In fact, Elizabeth doesn't seem to like any of her daughters, which removes any dramatic uniqueness from her inability to deal with Carla. Why shouldn't she have problems with Carla when she has problems with her other two daughters, her husband, even the doctor at Carla's school? She proves her shallow materialism by labeling Caroline an "underachiever" because she wants to teach elementary school, and she displays her hypocrisy not accepting Heather's lesbianism even though she supports gay rights. The father reminds her that at least their children aren't serial killers or Democrats (whatever that means), but it's all to no avail. Keaton's character is a truly dislikable person whose unsurprising 180-degree reversal in the last five minutes is wholly unconvincing.

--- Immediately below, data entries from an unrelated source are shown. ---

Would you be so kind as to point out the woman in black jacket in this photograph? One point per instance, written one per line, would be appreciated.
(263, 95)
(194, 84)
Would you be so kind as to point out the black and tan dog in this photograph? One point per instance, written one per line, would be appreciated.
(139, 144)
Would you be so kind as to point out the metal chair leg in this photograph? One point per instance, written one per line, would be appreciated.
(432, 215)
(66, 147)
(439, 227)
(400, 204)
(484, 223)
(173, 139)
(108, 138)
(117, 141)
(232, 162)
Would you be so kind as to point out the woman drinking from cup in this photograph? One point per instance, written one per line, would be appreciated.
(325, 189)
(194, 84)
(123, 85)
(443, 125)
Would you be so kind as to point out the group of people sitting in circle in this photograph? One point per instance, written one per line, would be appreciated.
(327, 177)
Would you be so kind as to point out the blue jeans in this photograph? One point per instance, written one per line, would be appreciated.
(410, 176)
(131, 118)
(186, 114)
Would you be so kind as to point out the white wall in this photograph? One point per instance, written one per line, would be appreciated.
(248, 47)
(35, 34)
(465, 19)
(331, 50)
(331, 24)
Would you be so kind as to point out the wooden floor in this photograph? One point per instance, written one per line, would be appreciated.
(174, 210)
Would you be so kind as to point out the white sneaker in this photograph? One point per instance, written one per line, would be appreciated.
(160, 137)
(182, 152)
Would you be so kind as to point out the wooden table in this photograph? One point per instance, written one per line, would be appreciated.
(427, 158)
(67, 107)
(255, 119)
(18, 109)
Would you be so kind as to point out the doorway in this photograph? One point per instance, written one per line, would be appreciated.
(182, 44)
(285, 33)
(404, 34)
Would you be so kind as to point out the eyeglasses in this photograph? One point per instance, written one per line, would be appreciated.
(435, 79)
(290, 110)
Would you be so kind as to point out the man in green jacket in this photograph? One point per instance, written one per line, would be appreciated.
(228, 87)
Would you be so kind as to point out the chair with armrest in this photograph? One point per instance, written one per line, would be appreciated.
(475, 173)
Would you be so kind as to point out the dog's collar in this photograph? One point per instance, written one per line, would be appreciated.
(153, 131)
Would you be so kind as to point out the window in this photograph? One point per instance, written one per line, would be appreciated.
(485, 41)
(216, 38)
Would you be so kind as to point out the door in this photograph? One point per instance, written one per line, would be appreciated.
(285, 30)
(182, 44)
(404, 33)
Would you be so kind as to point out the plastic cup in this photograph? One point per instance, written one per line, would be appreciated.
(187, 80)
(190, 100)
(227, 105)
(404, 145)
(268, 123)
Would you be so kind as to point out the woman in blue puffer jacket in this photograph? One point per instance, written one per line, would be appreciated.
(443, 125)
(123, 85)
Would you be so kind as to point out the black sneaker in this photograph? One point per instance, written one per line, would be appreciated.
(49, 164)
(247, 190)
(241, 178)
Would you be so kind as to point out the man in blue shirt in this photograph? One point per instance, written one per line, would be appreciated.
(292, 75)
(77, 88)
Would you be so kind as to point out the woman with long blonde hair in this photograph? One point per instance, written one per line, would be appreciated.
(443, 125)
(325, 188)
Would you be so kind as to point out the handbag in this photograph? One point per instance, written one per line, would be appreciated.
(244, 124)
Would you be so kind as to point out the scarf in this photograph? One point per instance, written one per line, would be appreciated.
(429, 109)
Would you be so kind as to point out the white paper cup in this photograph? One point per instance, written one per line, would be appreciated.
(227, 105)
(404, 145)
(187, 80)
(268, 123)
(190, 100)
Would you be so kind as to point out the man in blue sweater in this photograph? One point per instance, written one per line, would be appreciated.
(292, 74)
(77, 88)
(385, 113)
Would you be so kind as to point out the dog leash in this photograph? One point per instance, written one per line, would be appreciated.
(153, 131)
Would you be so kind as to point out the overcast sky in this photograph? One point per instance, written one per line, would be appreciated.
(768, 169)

In terms of acting, both Juliette Lewis and Giovanni Ribisi (last seen in "Saving Private Ryan") are convincing in their physical mannerisms and vocal inflections. They also manage to give their characters a few shreds of subtlety, although all of it is lost by the time the movie passes the dreaded two-hour mark. It doesn't sound nice to say, but Lewis' Carla becomes quite irritating by the final half hour. She is intended to be strong and determined because she wants to live on her own and marry Daniel, but she comes off as shrill and annoying after more than two hours. Even though Keaton turns the mother into an icily shallow social climber, you can't help but feel for her when Carla goes into yet another one of her temper tantrums.
What's most unfortunate about "The Other Sister" is that it shows a major Hollywood production is seemingly incapable of dealing with delicate subject matter like mental retardation. There have been successful depictions of characters with mental handicaps, most notably Leonardo DiCaprio's Oscar-nominated performance in the infinitely superior "What's Eating Gilbert Grape" (1993), a movie that truly understands its characters and how they would relate to each other. The real problem with "The Other Sister" is that Marshall and Co. aren't really interested in exploring the ramifications of mental retardation in modern society or even specifically within the Tate family. Instead, they use it is as a gimmick to put a "new" twist on old romantic material, a truly disingenuous gesture.